Perhaps nowhere is Pink’s distinctive voice more clearly heard than in The Sovereignty of God. First published in 1918, and later edited to refine its predestinarian edges, it set forth a stark and glorious vision of divine sovereignty. As Iain Murray notes, Pink “served to inspire a vision which was wider, grander and more fundamental than what so many found in their own church situations.” Pink taught an entire generation to lift their eyes beyond a man-centred gospel to behold the majesty of God.

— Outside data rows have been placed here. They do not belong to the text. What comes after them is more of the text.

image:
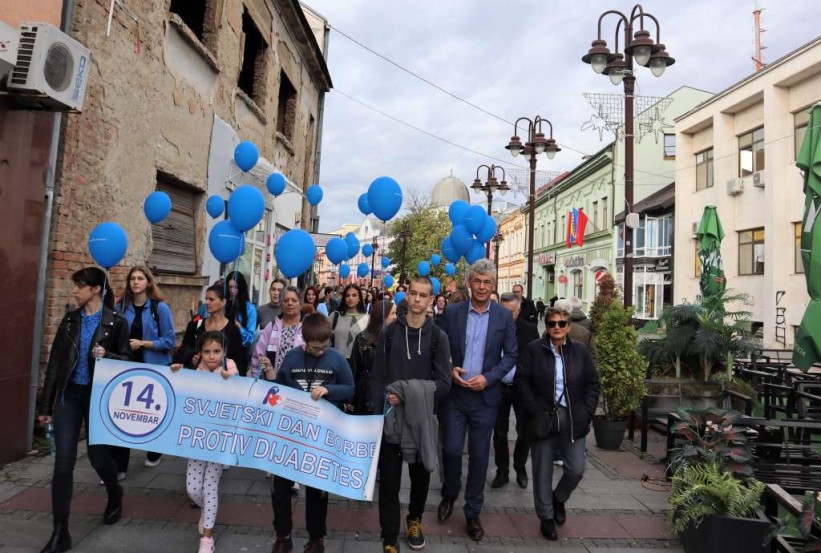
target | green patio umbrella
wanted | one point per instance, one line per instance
(807, 349)
(710, 234)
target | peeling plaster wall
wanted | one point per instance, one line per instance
(154, 110)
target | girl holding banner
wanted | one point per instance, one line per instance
(202, 477)
(91, 331)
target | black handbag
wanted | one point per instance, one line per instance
(544, 425)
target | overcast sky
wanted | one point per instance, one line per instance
(513, 59)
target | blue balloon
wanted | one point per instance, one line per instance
(353, 244)
(488, 230)
(275, 183)
(461, 239)
(477, 252)
(397, 299)
(107, 244)
(157, 206)
(385, 198)
(449, 251)
(215, 206)
(457, 211)
(246, 155)
(337, 250)
(225, 242)
(475, 218)
(246, 206)
(314, 194)
(363, 204)
(295, 252)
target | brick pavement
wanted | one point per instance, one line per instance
(610, 511)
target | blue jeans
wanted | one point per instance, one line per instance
(542, 453)
(466, 412)
(70, 412)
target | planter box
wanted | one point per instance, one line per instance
(718, 534)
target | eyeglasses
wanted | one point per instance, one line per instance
(318, 349)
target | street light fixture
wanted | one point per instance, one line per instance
(535, 145)
(375, 245)
(497, 241)
(404, 237)
(638, 47)
(491, 185)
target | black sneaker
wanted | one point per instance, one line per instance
(315, 546)
(283, 545)
(416, 539)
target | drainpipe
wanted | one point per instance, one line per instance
(66, 18)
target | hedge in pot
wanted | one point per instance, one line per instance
(621, 373)
(714, 512)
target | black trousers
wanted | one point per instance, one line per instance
(70, 413)
(500, 430)
(316, 509)
(390, 477)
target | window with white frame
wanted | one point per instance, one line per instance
(653, 237)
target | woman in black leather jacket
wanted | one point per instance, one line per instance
(383, 313)
(91, 331)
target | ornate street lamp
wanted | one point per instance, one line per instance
(491, 185)
(638, 47)
(535, 145)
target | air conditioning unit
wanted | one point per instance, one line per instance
(51, 70)
(735, 187)
(9, 38)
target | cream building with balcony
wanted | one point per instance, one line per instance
(737, 151)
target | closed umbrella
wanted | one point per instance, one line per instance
(709, 235)
(807, 349)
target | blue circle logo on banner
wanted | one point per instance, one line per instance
(137, 405)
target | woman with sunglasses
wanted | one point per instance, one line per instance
(556, 375)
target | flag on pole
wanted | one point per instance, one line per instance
(576, 223)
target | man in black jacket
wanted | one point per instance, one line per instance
(411, 348)
(525, 333)
(528, 308)
(558, 375)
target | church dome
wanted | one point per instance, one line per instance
(447, 190)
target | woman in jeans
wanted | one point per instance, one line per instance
(91, 331)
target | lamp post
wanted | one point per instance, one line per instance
(373, 257)
(491, 185)
(536, 144)
(497, 241)
(638, 47)
(404, 236)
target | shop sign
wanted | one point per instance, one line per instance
(547, 258)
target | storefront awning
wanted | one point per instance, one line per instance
(659, 201)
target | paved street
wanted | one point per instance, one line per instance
(611, 511)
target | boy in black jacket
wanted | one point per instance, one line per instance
(323, 371)
(411, 349)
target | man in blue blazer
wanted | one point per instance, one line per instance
(482, 340)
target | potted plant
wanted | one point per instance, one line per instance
(715, 512)
(621, 369)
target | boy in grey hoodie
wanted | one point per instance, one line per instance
(412, 349)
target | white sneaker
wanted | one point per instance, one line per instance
(206, 545)
(150, 463)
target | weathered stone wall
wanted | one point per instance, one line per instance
(153, 109)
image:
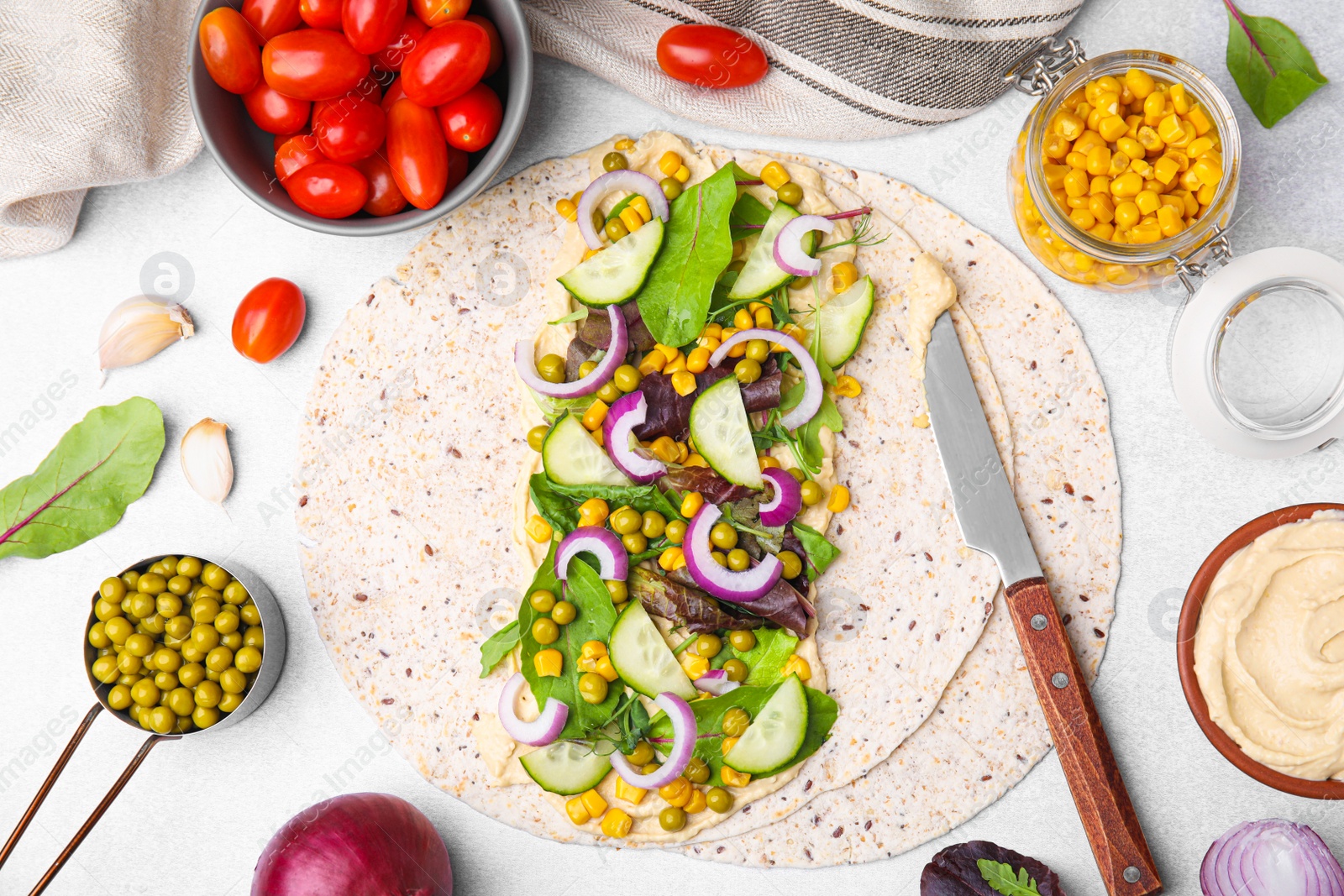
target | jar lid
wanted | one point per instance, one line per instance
(1256, 358)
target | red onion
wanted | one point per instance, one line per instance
(716, 681)
(1270, 857)
(620, 179)
(542, 730)
(524, 359)
(622, 417)
(683, 746)
(806, 409)
(722, 582)
(786, 501)
(788, 244)
(355, 846)
(612, 560)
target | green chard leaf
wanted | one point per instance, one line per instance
(1270, 66)
(675, 300)
(1003, 880)
(81, 490)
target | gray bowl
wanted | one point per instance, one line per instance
(245, 152)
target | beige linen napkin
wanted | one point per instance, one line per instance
(92, 93)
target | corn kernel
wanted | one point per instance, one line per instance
(617, 824)
(774, 175)
(538, 530)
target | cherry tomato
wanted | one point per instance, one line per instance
(447, 62)
(322, 13)
(270, 18)
(371, 24)
(328, 190)
(349, 129)
(391, 56)
(312, 65)
(275, 112)
(472, 121)
(711, 56)
(269, 320)
(385, 197)
(417, 152)
(228, 47)
(496, 45)
(295, 155)
(436, 13)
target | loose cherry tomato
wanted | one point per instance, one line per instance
(270, 18)
(391, 56)
(349, 129)
(385, 197)
(295, 155)
(417, 152)
(312, 63)
(328, 190)
(496, 45)
(371, 24)
(447, 62)
(322, 13)
(269, 320)
(275, 112)
(711, 56)
(436, 13)
(472, 121)
(228, 47)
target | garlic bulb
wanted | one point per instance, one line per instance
(140, 328)
(206, 461)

Few figures in modern Reformed history are as paradoxical—or as vital—as Arthur W. Pink. During his lifetime (1886–1952), Pink lived largely in obscurity, often isolated and out of step with the ecclesiastical landscape of his day. Yet after his death, his writings sparked a widespread retrieval of historic Calvinism across the English-speaking world. His works, particularly The Sovereignty of God, still nourish those who hunger for robust, God-centred theology. One hundred years ago this year, in 1925, Pink arrived in Australia, pastoring briefly in Sydney before retreating into the quieter, itinerant years of his life. His sojourn here, though short, lasting only three years, reminds us that his theological voice was already crossing continents long before it found wider acclaim.

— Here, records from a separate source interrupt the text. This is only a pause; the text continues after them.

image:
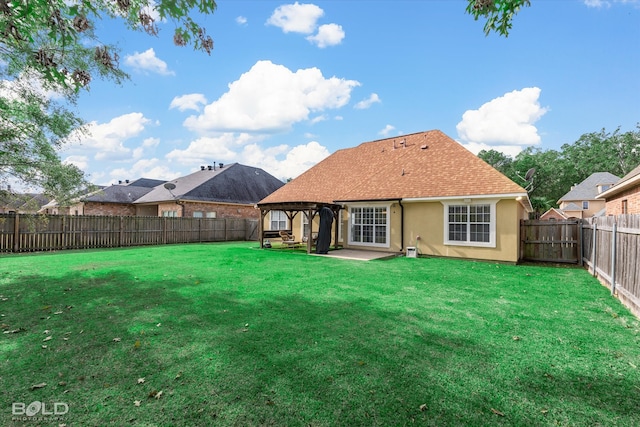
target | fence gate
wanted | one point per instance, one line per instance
(551, 241)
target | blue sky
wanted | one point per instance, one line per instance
(288, 83)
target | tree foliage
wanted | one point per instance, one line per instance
(556, 171)
(498, 13)
(49, 52)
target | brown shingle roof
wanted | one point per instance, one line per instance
(420, 165)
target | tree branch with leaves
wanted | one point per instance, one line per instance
(49, 53)
(498, 13)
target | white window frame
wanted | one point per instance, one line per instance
(351, 218)
(279, 219)
(492, 223)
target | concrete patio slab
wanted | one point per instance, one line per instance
(359, 255)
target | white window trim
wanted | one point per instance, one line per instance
(388, 225)
(492, 222)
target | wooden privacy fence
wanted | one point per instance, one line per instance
(550, 241)
(612, 253)
(27, 233)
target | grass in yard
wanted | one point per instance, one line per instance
(229, 334)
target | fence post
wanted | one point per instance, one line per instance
(16, 231)
(613, 259)
(593, 250)
(580, 243)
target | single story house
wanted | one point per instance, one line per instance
(422, 191)
(582, 200)
(118, 199)
(623, 197)
(223, 191)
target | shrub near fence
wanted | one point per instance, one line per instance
(611, 251)
(28, 233)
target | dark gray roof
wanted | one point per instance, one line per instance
(117, 194)
(627, 177)
(23, 201)
(588, 189)
(147, 182)
(234, 183)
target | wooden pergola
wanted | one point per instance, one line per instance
(291, 209)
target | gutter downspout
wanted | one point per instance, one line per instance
(401, 225)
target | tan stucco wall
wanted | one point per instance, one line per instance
(427, 221)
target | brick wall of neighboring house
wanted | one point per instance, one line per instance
(105, 209)
(169, 207)
(222, 210)
(632, 197)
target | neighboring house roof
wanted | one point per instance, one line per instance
(572, 207)
(553, 213)
(588, 189)
(417, 166)
(630, 180)
(234, 183)
(117, 194)
(147, 182)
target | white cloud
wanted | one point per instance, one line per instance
(147, 61)
(81, 162)
(205, 150)
(106, 140)
(145, 168)
(270, 98)
(366, 103)
(296, 18)
(597, 3)
(150, 142)
(507, 121)
(328, 35)
(192, 101)
(318, 119)
(509, 150)
(284, 162)
(387, 130)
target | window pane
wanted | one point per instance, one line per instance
(479, 232)
(458, 232)
(367, 234)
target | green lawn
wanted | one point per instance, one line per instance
(229, 334)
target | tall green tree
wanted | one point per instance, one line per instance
(49, 53)
(615, 152)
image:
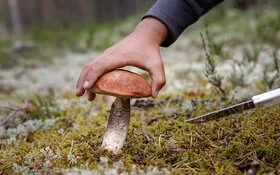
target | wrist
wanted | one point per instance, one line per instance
(151, 30)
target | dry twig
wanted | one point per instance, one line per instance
(143, 123)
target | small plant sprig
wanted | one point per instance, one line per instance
(215, 48)
(268, 82)
(244, 67)
(210, 69)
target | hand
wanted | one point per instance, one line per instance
(139, 49)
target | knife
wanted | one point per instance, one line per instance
(260, 101)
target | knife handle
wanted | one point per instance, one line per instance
(267, 99)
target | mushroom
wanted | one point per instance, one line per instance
(123, 85)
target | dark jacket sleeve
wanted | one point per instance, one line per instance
(177, 15)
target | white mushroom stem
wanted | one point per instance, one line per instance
(117, 127)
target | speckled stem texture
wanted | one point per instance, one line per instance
(117, 127)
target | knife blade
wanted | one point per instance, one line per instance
(263, 100)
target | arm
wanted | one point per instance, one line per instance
(161, 26)
(177, 15)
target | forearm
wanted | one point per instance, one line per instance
(151, 30)
(177, 15)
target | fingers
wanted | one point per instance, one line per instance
(91, 96)
(158, 77)
(79, 86)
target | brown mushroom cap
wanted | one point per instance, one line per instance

Pink’s theological influence is hard to overstate. At a time when Reformed orthodoxy was either marginalised or watered down, Pink stood almost alone in proclaiming God’s sovereign grace, the total depravity of man, and the absolute efficacy of divine election. He was not simply repeating historic Calvinism; he was reviving it when much of evangelicalism had forsaken it. Martyn Lloyd-Jones once counselled young ministers: “Don’t waste your time reading Barth and Brunner. You will get nothing from them to aid you with preaching. Read Pink.”[1] That advice captures something critical about Pink’s significance: he fed preachers with the marrow of Scripture, not the thin gruel of speculative abstraction.
Yet it must also be said: Pink was a self-trained man, and his writings must be read discerningly. His early flirtations with dispensationalism sat awkwardly alongside his deepening Reformed convictions. At times, his isolation from the wider theological conversation gave rise to a severe tone, and his view of the church was often underdeveloped. These weaknesses, however, do not define his legacy. The strengths of Pink’s ministry—its clarity, its depth, its earnestness—tower above its occasional imbalances. Sinclair Ferguson once remarked to me that Pink’s “ministry had such an amazing impact on people”—an impact still borne out by the generations who, through Pink, were brought back to a bigger, more biblical view of God.